The decision was notable not only for its breadth, but also for its timing, released on the eve of the final day of open enrollment for the 2019 plan year. HHS and CMS Administrator Seema Verma quickly notified the public that the decision did not affect 2019 open enrollment.
This decision comes on the heels of midterm elections where healthcare was the top issue for voters. The incoming Democratic majority in the U.S. House of Representatives has promised to make health care a top issue in the 116th Congress. Judge O’Connor’s ruling will keep healthcare and the ACA at the forefront of American politics as the 116th Congress begins and attention turns to the 2020 election, injects additional uncertainty into the healthcare market, and leaves the future of the ACA again in doubt.

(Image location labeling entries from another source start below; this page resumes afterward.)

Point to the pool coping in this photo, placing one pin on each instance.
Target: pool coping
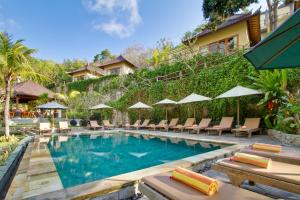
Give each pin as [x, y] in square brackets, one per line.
[39, 179]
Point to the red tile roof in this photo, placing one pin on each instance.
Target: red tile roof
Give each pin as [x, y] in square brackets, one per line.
[114, 61]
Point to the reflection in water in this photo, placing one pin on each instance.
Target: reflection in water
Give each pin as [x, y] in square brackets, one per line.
[138, 155]
[84, 158]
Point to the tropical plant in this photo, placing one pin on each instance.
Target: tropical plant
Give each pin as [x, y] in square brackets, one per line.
[288, 117]
[14, 61]
[273, 84]
[213, 9]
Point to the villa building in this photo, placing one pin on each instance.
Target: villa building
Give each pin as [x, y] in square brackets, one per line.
[119, 66]
[238, 31]
[86, 72]
[284, 11]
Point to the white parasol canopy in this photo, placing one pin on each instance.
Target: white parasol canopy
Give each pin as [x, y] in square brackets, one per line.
[166, 103]
[238, 91]
[193, 98]
[140, 106]
[100, 106]
[52, 106]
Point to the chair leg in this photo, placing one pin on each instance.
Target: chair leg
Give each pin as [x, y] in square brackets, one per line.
[235, 180]
[249, 134]
[220, 132]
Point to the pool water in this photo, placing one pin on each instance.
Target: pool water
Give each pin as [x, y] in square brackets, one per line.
[82, 159]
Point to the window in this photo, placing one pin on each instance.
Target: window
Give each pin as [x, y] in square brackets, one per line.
[213, 47]
[115, 70]
[232, 43]
[222, 46]
[203, 50]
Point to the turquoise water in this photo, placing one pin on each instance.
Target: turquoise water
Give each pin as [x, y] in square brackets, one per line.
[82, 159]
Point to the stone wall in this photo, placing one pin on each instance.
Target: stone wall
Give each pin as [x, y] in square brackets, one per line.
[284, 138]
[8, 170]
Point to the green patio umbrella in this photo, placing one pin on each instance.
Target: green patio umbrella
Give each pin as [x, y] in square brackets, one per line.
[280, 49]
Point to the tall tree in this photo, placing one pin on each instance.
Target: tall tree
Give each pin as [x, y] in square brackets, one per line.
[138, 55]
[214, 9]
[14, 62]
[161, 53]
[272, 13]
[103, 55]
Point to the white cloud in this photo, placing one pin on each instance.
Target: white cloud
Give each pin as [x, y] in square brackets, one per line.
[117, 10]
[8, 23]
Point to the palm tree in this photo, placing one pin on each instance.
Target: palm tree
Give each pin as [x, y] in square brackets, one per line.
[14, 62]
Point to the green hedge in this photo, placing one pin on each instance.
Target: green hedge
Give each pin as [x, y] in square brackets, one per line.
[208, 75]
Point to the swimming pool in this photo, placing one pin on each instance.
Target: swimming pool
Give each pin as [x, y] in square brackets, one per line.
[82, 159]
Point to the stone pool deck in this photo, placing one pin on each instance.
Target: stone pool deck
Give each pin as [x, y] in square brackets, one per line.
[37, 178]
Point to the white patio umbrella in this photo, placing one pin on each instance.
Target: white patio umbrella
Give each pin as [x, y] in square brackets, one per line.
[52, 106]
[100, 106]
[193, 98]
[238, 92]
[166, 103]
[139, 106]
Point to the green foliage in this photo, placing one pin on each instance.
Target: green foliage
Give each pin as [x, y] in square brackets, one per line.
[273, 84]
[288, 117]
[161, 52]
[213, 8]
[7, 144]
[83, 85]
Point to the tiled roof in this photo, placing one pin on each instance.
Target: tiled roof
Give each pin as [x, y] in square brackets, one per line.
[114, 61]
[230, 21]
[29, 88]
[90, 68]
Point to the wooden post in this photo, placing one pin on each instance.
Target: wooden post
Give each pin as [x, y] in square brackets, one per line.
[238, 111]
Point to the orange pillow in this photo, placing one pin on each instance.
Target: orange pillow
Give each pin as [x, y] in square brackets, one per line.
[197, 181]
[252, 160]
[267, 147]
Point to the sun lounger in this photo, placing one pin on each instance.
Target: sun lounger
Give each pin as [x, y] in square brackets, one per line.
[188, 123]
[63, 126]
[283, 156]
[251, 125]
[162, 187]
[225, 125]
[107, 124]
[279, 174]
[161, 125]
[204, 123]
[143, 125]
[44, 127]
[172, 124]
[94, 125]
[136, 124]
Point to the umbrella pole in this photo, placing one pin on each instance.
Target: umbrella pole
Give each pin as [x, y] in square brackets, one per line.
[238, 111]
[166, 114]
[53, 121]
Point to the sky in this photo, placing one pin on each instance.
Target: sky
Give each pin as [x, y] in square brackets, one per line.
[79, 29]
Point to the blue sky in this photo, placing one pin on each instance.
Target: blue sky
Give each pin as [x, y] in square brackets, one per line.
[62, 29]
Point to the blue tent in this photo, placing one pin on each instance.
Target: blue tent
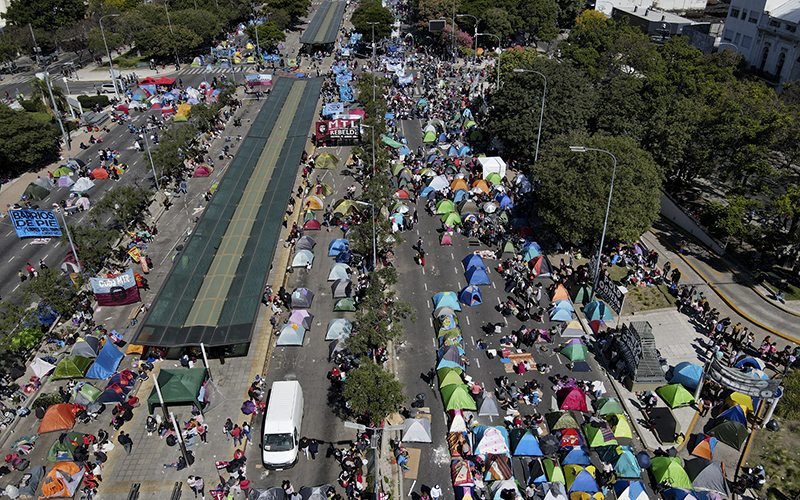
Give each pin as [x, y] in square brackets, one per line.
[578, 455]
[560, 315]
[477, 276]
[735, 413]
[597, 310]
[446, 299]
[471, 295]
[338, 246]
[687, 374]
[106, 363]
[524, 443]
[473, 260]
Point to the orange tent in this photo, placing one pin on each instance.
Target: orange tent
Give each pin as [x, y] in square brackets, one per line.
[459, 184]
[560, 293]
[100, 173]
[58, 417]
[62, 480]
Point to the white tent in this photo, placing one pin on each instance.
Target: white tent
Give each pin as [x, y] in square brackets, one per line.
[492, 164]
[417, 430]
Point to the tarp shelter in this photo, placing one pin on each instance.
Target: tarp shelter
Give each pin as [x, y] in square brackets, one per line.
[338, 246]
[35, 193]
[291, 334]
[477, 276]
[703, 446]
[488, 405]
[339, 328]
[305, 243]
[492, 440]
[729, 432]
[675, 395]
[707, 475]
[302, 298]
[571, 398]
[457, 397]
[339, 271]
[63, 480]
[57, 418]
[106, 363]
[471, 295]
[669, 469]
[72, 367]
[737, 413]
[687, 374]
[180, 386]
[41, 367]
[302, 258]
[473, 261]
[417, 430]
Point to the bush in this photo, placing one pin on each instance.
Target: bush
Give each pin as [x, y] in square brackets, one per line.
[89, 101]
[46, 401]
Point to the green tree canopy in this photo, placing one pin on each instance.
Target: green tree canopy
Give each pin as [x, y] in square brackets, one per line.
[575, 188]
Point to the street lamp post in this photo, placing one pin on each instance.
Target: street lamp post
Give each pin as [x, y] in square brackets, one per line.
[582, 149]
[541, 114]
[498, 55]
[108, 53]
[475, 56]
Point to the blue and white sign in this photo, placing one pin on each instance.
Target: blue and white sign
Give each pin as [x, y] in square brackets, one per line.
[36, 223]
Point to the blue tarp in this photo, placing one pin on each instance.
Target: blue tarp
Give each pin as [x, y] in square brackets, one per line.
[106, 363]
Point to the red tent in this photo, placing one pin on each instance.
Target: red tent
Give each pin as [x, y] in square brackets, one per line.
[100, 173]
[571, 398]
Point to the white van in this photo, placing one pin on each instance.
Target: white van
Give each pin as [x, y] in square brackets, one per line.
[282, 424]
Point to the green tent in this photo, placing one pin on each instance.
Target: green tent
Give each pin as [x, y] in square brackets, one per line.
[346, 304]
[449, 376]
[71, 367]
[452, 219]
[64, 446]
[35, 193]
[445, 207]
[729, 432]
[558, 420]
[391, 142]
[669, 469]
[457, 397]
[575, 352]
[180, 386]
[675, 395]
[604, 406]
[595, 436]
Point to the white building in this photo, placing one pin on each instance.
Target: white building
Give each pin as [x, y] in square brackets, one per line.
[765, 33]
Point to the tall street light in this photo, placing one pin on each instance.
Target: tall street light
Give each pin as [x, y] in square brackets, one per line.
[581, 149]
[498, 55]
[108, 53]
[475, 56]
[541, 114]
[373, 58]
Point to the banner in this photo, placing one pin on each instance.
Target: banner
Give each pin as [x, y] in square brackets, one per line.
[36, 223]
[742, 382]
[337, 129]
[117, 291]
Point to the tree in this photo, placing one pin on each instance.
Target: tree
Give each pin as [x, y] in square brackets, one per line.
[575, 188]
[45, 14]
[371, 11]
[26, 144]
[372, 392]
[128, 204]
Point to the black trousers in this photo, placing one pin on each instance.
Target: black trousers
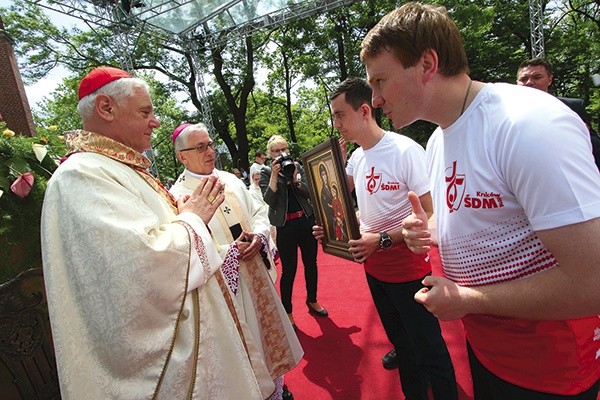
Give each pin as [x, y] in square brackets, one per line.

This case is likely to be stayed while it is appealed to the Fifth Circuit Court of Appeals and will likely reach the Supreme Court.
President Obama signed the ACA into law on March 23, 2010. Later that same day thirteen states filed a lawsuit against the Obama administration, alleging that the requirement under section 5000A of the Internal Revenue Code that applicable individuals maintain minimum essential coverage (the Individual Mandate) or make a shared responsibility payment (the penalty) was unconstitutional. The Government argued that Congress had the authority to impose the Individual Mandate under the Constitution’s Commerce Clause, the Necessary and Proper Clause, or the power to lay and collect taxes. The case reached the Supreme Court and on June 28, 2012, the Court upheld the constitutionality of the ACA, with a 5-4 majority holding that the individual mandate and the penalty provisions could be read together as a tax provision. NFIB v. Sebelius, 567 U.S. 519. The Court also held that states could not be penalized for failing to implement the ACA’s requirement to expand Medicaid to non-elderly adults with household income up to 138 percent of the federal poverty level.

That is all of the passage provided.